1

I have a YAML file that might be changed on two different branches within a git repository. For simplicity let's start with this content as a base and create two branches:

a: 1

If I add key b with value 1 on one branch and key c with value 2 on the second branch and try to merge both, I get a merge conflict which might be resolved with adding a parameter to merging strategy -X theirs or -X ours. In both cases, unfortunately, the resulting merge commit ends up ignoring changes from one branch.

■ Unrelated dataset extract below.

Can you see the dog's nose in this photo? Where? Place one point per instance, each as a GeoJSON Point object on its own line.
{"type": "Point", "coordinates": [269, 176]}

If I understood it correctly, this is intended behavior because git does not analyze the content of the file and works only with diffs on each branch. However, I would like to end up with this:

a: 1
b: 1
c: 1

Is there any simple way to do that?

Kostrahb
  • 709
  • 1
  • 9
  • 21
  • Does this answer your question? [git merge, keep both](https://stackoverflow.com/questions/13263902/git-merge-keep-both) – flyx Jun 05 '20 at 09:40
  • No, it does not. There also could be changes that delete and change keys .. which as I think about it causes much more difficulties than I originally thought – Kostrahb Jun 05 '20 at 10:03
  • closely related to https://stackoverflow.com/questions/13727300/git-merge-conflict-with-yaml-files – Kay V Feb 25 '22 at 11:58

1 Answers1

0

Git does its merge work using simple line-based text matching. This does not suffice in general for merging yaml data. Do not attempt to merge arbitrary yaml with Git's merge algorithms. Do your own merge, some other way, using the base version of the file as the starting point and both branch-tip versions of the file as the changes to be merged.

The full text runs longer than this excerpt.